Speaking at a Reserve Bank Board Dinner in Adelaide on Tuesday, just hours after the central bank announced that the cash rate will remain unchanged for the 19th consecutive month, the governor suggested that mortgage lending is about to get even harder.
“Domestically, for some time, we have seen the main risk to be related to household balance sheets. For a while, trends in household credit were quite concerning,” Mr Lowe said.

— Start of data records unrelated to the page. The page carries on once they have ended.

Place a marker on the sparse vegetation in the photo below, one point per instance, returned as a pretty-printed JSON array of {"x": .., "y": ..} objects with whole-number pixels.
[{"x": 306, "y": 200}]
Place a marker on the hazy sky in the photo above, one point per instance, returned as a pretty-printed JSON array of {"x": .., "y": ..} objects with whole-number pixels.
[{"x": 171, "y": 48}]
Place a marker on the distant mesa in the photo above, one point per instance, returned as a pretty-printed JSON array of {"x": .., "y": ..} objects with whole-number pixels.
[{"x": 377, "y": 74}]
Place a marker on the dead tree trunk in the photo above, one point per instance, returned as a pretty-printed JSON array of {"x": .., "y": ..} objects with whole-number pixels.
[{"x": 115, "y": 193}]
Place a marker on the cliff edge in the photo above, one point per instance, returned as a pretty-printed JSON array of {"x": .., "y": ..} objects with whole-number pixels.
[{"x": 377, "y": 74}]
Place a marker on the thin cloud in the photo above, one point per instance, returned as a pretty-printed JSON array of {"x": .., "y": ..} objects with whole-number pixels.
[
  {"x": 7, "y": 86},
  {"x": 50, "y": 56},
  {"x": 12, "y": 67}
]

The governor added: “On this front, things now look less worrying than they were a while back, although the level of household debt remains very high, which carries certain risks. In terms of financing, we also discussed the potential for some tightening in financial conditions in Australia. In the United States, the cost of US dollar funding has increased for reasons not directly related to monetary policy and this increase is flowing through into higher money market rates in Australia.
“We expect some of this to be reversed in time, although it is difficult to tell by how much and when. It is also possible that lending standards in Australia will be tightened further in the context of the current high level of public scrutiny. We will continue to watch these issues carefully.”

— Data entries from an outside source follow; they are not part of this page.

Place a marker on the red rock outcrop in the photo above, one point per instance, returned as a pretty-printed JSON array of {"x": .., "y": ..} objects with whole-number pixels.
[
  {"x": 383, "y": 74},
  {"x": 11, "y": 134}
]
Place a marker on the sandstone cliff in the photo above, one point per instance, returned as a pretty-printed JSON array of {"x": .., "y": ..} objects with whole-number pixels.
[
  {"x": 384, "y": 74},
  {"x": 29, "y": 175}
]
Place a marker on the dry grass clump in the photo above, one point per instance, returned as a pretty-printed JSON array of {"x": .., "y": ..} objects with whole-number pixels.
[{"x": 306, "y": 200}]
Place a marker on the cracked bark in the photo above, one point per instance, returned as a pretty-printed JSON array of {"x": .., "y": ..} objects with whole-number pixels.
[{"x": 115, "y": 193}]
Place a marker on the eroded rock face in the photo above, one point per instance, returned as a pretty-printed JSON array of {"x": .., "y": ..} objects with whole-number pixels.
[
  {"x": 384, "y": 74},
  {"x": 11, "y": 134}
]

Last week, APRA announced that its 10 per cent benchmark on investor loan growth will be removed. However, the banking regulator is now working with ADIs to address debt-to-income risks, something that the Reserve Bank has repeatedly flagged over the past 12 months.
Mr Lowe also addressed the issue of monetary policy in his speech, noting that while it may look as if the RBA has little to do when it meets on the first Tuesday of every month, the board actually “diligently assess[es] the pulse of the Australian economy”.
“We also deliberate carefully over what setting of monetary policy will best deliver low and stable inflation in Australia. As we conduct those deliberations, we are conscious that our ultimate objective is enhancing the economic prosperity and welfare of the Australian people,” Mr Lowe explained.
The RBA governor said that the economy is in better shape than it was a year ago. He noted that there has been progress in lowering unemployment and having inflation return to around the middle of the target range. The RBA expects further progress in these two areas over the next couple of years.
“The other key point is that the progress we are making is only gradual: our central scenario is for a gradual pick-up in wages growth, a gradual lift in inflation and a gradual reduction in the unemployment rate,” Mr Lowe said.
“While we might like faster progress, it is encouraging that things are moving in the right direction and are likely to continue to do so.
“If this is how things turn out, it is reasonable to expect that the next move in interest rates will be up.”